It wasn’t comedy that led Aparna Nancherla into the business of being funny. She didn’t study other comedians’ styles; she hadn’t even watched or listened to very much comedy besides a Mitch Hedberg CD a friend gave her in college. Maybe she got her droll, deadpan nature from her mother? But no, her mom’s sense of humor stemmed from a sillier side. Perhaps Nancherla learned from goofy, family-friendly movies she watched with her dad, sister and mother when she was a kid. (“Home Alone” was a favorite.) Or maybe she’s simply one of those rare artists who musters her craft solely from within, with few outside influences. She can’t identify exactly where the spark comes from, it just appears.
“I just try to do what I think is my version of stand-up,” she says over the phone. “When I first began doing comedy, I was like, ‘This is what I’m gonna do onstage.’ As I continued working, maybe I was more influenced by comics around me, but it came after the fact, after I started.”
The comedian and writer, who grew up in Washington, D.C. to Indian parents who emigrated to the U.S. in the early Seventies, has appeared in guest roles on “Master of None,” “The Jim Gaffigan Show” and, most recently, landed her first recurring spot as h.r. rep Grace on Comedy Central’s “Corporate.” She recently scheduled dates for a U.S. tour, but canceled them all because of an unspecified “big career opportunity.”
So Nancherla, it appears, has a lot on her plate. But being busy and working hard is nothing new for her; Netflix released her special on season two of “The Standups” in March of this year, and prior to that, she appeared on “The Amy Schumer Show,” plus, wrote and acted in a web series called “Womanhood” with comedian Jo Firestone. “Womanhood” has an off-color, absurdist feeling to its episodes — which cover lifestyle topics ranging from how to play bridge at a retirement home to getting your upper lip waxed.
“When [Jo and I] were talking with the director and the producer about making this series, we all wanted it to be more low-fi in quality and kept it like a weird instructional video book from outer space,” she says.
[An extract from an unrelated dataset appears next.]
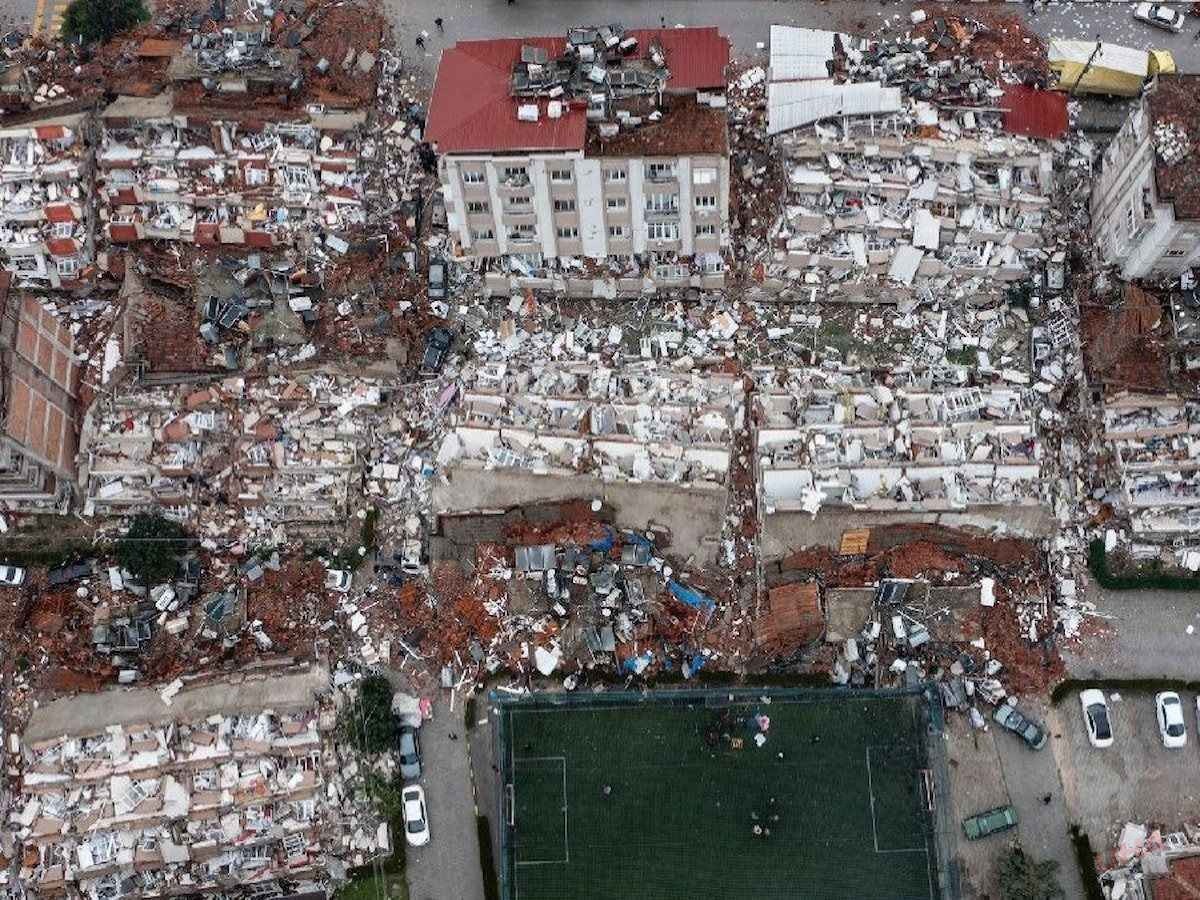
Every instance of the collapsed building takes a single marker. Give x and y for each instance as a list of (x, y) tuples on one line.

Nancherla is well-known for her stand-up subject matter: dry, honest stories of her depression and anxiety. These kinds of mental health issues plague the comedy community, but aren’t usually spoken about in such stark terms as Nancherla’s. It’s a running theme in her work; she talks openly about going on antidepressants in college and how the jolt of energy the medicine is known for planted an idea in her head — that she could write comedy. Most comedians have certain talking points they revert to: Dave Chappelle often touches on racial issues, Schumer discusses being a woman in many of her jokes. Will Nancherla be like these other comics? Will depression and anxiety be the thread through her repertoire for the rest of her career?
She says she doesn’t know yet.
“They’re two things I’ve dealt with on and off over the course of my life, so in some sense I don’t think they are going anywhere,” she adds. “But in another sense, I don’t want to define myself by them.”